L'IRS termine sonde de l'église de Floride qui a prié pour le candidat du conseil scolaire pendant le service
L'Internal Revenue Service a mis fin à son enquête sur une église de Floride accusée d'avoir violé son statut d'exonération fiscale en priant pour un candidat local au conseil scolaire pendant le culte.
Les avocats du First Liberty Institute ont annoncé lundi que l'IRS a informé New Way Christian Fellowship, Inc. de Palm Coast dans une lettre le mois dernier que l'église restera exonérée des impôts fédéraux sur le revenu du Code des revenus internes 501 (c) (3).
« Les droits du premier amendement ne se terminent pas lorsqu'un pasteur, un membre de l'église ou même un candidat politique monte sur la plate-forme d'une église », a déclaré un avocat principal FLI, Jeremy Dys, qui a aidé à représenter une nouvelle façon, dans un communiqué.
« Nous sommes heureux que l'IRS ait non seulement clôturé son enquête, mais a affirmé que les activités de cette église de prier pour les candidats politiques pendant son service religieux ne menacent pas son statut d'exonération fiscale. »
En 2022, Jill Woolbright, une candidate au conseil scolaire local, a visité New Way et a abordé la congrégation lors d'un culte, avec un membre du clergé priant pour la personne qui a suivi ses remarques. Sa visite à New Way et deux autres églises à l'époque ont attiré l'attention des médias locaux. Elle a été citée comme disant qu'elle croyait que Dieu l'a mise à la commission scolaire et qu'elle combat la «guerre satanique».
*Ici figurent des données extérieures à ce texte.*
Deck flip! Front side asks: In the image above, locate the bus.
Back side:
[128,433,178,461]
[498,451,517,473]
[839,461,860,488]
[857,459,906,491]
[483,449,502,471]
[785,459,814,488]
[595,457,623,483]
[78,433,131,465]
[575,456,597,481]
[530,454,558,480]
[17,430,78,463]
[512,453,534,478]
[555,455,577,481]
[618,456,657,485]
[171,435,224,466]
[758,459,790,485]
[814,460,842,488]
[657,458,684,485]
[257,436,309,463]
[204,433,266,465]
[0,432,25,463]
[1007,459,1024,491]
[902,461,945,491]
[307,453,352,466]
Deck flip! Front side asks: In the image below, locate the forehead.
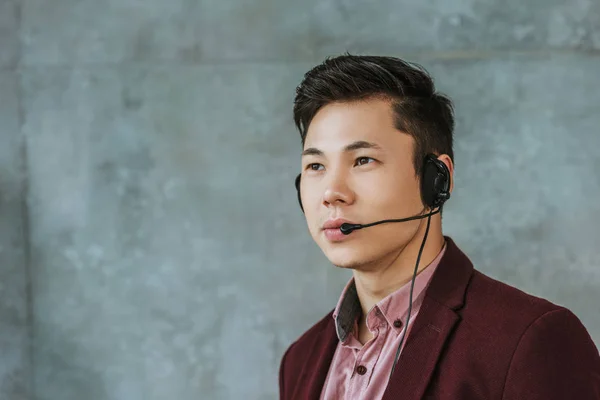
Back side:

L'IRS a envoyé une lettre à New Way en juin 2024 déclarant que l'église faisait l'objet d'une enquête pour avoir éventuellement violé leur statut d'exonération fiscale. En vertu de l'article 501 (c) (3) du Code fiscal fédéral, les organisations caritatives exonérées d'impôt ne sont pas autorisées à « influencer la législation » ou à « participer à une activité de campagne pour ou contre les candidats politiques ».
« Nos préoccupations sont basées sur des informations que nous sommes en possession pour indiquer que vous avez peut-être mené des activités d'intervention de campagne politique qui sont interdites », a déclaré la lettre de l'IRS de juin 2024 à New Way.
En août dernier, FLI et le cabinet d'avocats Jones Day ont envoyé une lettre à l'IRS, faisant valoir que l'Église était dans ses droits de premier amendement pour permettre au candidat du conseil scolaire de parler au service et que l'enquête de l'agence est « inappropriée ».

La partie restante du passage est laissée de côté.